Like far too many women, and not a few men, I have a head full of flashbacks—Christine Blasey Ford saying “burned into the hippocampus is the laughter,” Lindsey Graham yelling and pointing, a woman calling into C-SPAN to share, at last, what happened to her, the swirling questions of what, exactly, I could testify to from my memories of assault.
Ford and Kavanaugh are my age, and my recollections sport the same haircuts, clothes, and retrospectively complicated movies. Maybe that made it more enraging to watch everything—Orrin Hatch calling Ford “pleasing” after she tried so hard to be collegial, the men on the committee laughing together after they finished, the grotesque descent into partisan screaming.
But what pulls at me the most are the questions: Who are we? Who will we be when this is all over?

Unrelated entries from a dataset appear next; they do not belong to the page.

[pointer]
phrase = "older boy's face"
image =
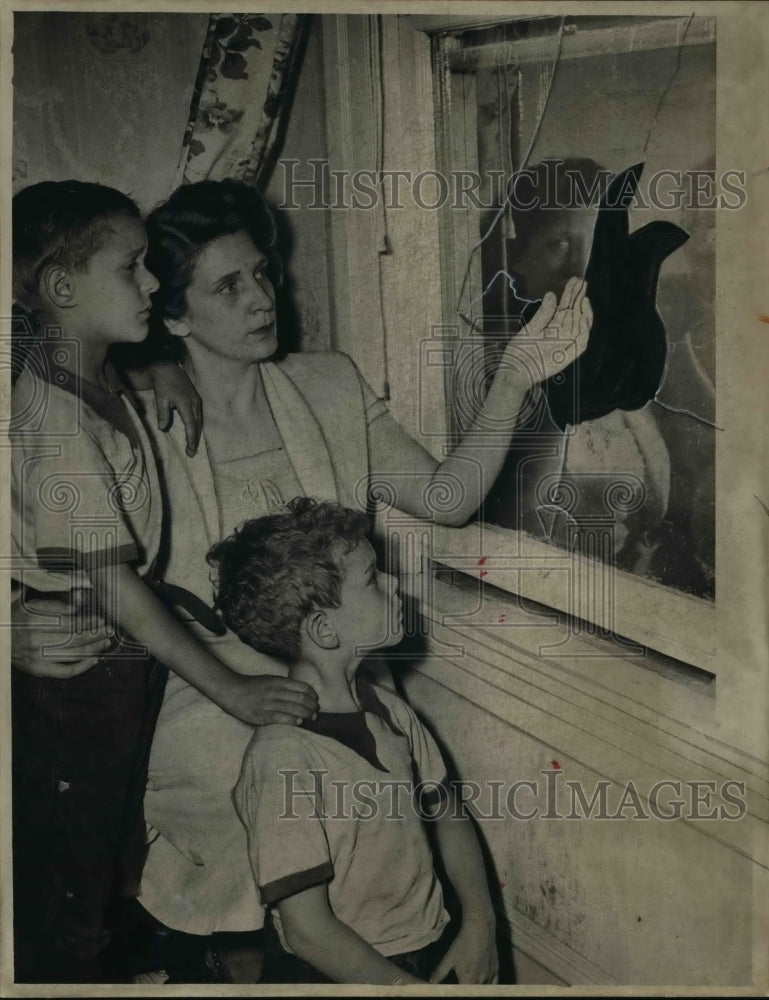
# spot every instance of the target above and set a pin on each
(370, 614)
(113, 290)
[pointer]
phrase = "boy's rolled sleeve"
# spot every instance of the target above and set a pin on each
(279, 798)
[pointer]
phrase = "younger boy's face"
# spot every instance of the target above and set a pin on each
(370, 613)
(112, 292)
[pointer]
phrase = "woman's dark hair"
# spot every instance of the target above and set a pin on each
(194, 216)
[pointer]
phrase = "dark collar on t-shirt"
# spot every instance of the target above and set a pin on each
(350, 728)
(106, 403)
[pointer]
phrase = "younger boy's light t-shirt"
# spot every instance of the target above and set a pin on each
(320, 810)
(85, 490)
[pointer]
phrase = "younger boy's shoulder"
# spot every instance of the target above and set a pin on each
(316, 362)
(374, 694)
(279, 742)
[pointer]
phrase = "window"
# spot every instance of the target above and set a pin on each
(613, 480)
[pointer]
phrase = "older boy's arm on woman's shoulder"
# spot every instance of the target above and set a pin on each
(473, 952)
(319, 938)
(259, 700)
(173, 391)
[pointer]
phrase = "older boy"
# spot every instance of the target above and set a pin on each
(345, 865)
(86, 527)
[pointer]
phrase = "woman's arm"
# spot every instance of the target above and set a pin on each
(317, 936)
(451, 491)
(126, 599)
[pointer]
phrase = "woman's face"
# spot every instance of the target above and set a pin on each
(230, 301)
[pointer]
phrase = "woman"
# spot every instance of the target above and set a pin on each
(274, 429)
(596, 455)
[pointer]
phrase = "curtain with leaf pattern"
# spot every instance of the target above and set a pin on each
(242, 93)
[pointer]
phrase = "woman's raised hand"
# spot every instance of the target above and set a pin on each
(268, 699)
(556, 335)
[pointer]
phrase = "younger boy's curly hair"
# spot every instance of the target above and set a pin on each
(274, 570)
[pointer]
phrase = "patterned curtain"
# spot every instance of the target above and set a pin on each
(242, 93)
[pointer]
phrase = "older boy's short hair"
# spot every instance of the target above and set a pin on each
(275, 570)
(60, 222)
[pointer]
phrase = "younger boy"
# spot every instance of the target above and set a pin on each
(86, 528)
(336, 845)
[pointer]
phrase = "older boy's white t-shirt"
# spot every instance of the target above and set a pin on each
(320, 810)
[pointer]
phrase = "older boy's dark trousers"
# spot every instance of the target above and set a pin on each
(80, 754)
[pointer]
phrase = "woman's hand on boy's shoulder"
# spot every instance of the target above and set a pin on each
(556, 335)
(268, 699)
(472, 955)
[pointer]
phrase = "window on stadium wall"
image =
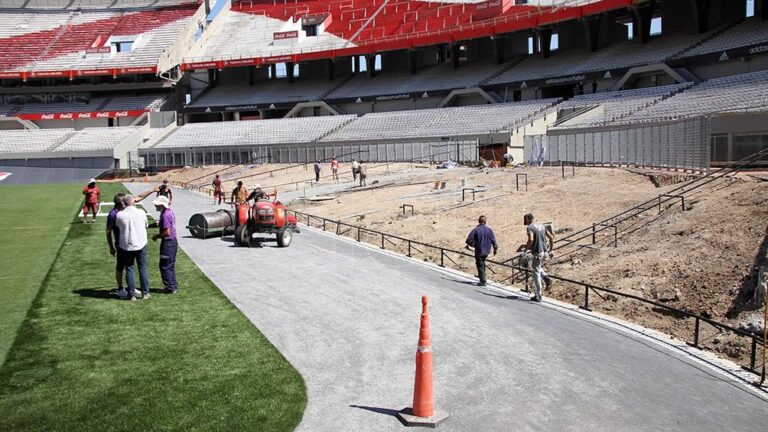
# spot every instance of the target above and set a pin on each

This week, perhaps more than any since November 2016, has felt broken. That Brett Kavanaugh, Lindsay Graham, and many of those 11 men on the Senate Judiciary Committee would feel the need to let loose with spittle-flecked anger was deeply unsettling. As unsettling, in a different way, as yet another stunningly racist political ad; as watching children torn from their parents at the border; as an American president saying he and a murderous despot were “falling in love.”

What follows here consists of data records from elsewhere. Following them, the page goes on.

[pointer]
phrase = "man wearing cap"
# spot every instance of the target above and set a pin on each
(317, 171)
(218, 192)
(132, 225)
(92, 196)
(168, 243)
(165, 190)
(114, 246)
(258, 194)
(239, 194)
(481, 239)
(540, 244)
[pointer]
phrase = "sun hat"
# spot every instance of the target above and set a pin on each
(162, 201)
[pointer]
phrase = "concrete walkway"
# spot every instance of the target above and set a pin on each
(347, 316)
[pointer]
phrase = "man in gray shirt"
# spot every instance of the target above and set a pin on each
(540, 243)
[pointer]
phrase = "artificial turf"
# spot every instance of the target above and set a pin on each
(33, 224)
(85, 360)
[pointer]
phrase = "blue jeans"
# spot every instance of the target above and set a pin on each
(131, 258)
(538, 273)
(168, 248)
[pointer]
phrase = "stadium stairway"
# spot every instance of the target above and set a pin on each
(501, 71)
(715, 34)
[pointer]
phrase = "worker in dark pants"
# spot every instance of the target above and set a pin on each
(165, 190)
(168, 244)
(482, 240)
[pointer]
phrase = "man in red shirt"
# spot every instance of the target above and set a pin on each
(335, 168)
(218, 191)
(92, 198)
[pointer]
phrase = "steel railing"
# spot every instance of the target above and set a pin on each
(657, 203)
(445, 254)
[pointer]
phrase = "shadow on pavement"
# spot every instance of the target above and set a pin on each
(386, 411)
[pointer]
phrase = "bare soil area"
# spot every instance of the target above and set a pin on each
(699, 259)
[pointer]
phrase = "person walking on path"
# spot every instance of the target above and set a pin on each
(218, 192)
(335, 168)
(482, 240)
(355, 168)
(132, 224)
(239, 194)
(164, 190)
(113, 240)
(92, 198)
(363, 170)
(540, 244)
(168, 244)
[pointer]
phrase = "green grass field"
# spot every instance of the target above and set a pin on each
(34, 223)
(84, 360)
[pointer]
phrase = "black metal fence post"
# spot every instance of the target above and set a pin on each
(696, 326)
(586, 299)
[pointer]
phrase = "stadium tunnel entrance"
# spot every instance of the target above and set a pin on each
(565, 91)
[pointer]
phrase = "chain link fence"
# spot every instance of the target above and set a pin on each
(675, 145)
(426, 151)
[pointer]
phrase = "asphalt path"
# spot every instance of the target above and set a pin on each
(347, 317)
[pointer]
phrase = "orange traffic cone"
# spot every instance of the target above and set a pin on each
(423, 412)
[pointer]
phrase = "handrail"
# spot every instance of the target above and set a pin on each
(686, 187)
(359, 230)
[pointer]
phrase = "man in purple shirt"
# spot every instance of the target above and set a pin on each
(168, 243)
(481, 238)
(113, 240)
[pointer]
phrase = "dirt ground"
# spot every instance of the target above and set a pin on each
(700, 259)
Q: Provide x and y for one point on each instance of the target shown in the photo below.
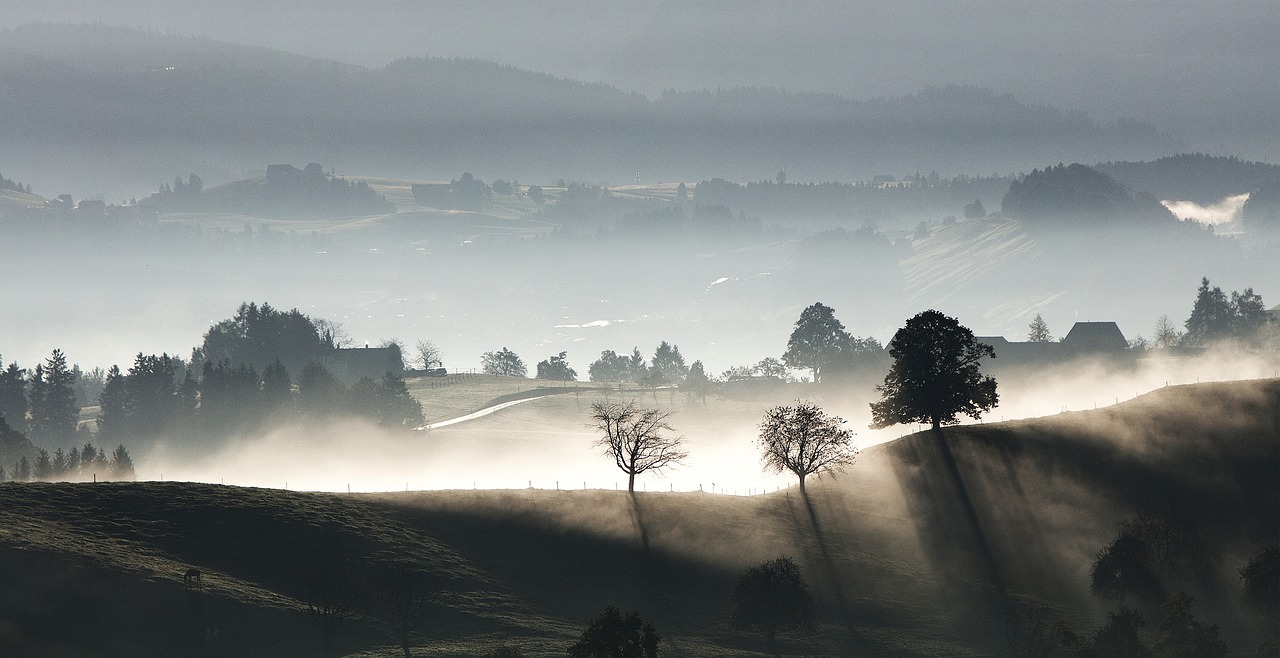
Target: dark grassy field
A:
(926, 547)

Those moments are not about winning elections or political debates. They are about power, at virtually any cost—as is sexual assault.
I know as a journalist, the appropriate thing for me to do is be “neutral,” to acknowledge that “Renate alumni” might just be a nice way for Catholic boys to memorialize a good friend, perhaps even to find some way to bemoan this is all a normal consequence of living in a polarized society.
But I really can’t. Because this is no longer an intellectual argument. It’s something we feel in the hippocampus—the catch in Ford’s voice, the reach for “some caffeine,” the desperate desire to be anywhere but there, to talk about anything but that, all while being “collegial.” Just like when we watched Anita Hill, whose bravery was greater still because she did not have half the committee rising in passionate defense, and because she had to face the demons of racism and misogyny.
Hill and Ford deserve our admiration and respect. But they deserve more. Truth-telling is not a spectator sport—it’s something every one of us can do.
So this is not a fundraising post, it’s a “turn your anger into something useful” post. Rage has become the defining principle of one part of the political spectrum. Don’t let it become yours.
Turn off cable (for a bit). Log out of Facebook. Read a book (Jeffrey Toobin’s The Nine, about the Supreme Court, is great for perspective right now) or a magazine article. Register to vote, help someone else register to vote, volunteer (check here under “politics,” for example), have a respectful conversation. (In the vein, perhaps, of Texas’ Beto O’Rourke, who exhorted his supporters yesterday: “If you’re a Republican, you’re in the right place. If you’re a Democrat, you’re in the right place. If you’re an independent, you’re in the right place. We’re all human beings, and we’re going to start treating one another that way.”)
As Kevin Drum wrote a couple days ago, “If you believe that your political opposites aren’t just opponents, but literally enemies of the country, then of course you’ll do almost anything to stop them.” Trump, Graham, and a man who wants to sit on the nation’s highest court have convinced themselves opponents are the same as enemies. Don’t let them convince you, too.
If you feel inclined, please share how (and what) you’re doing. And if you have questions, let us know that, too. We’ll be here, turning our own rage into reporting the truth.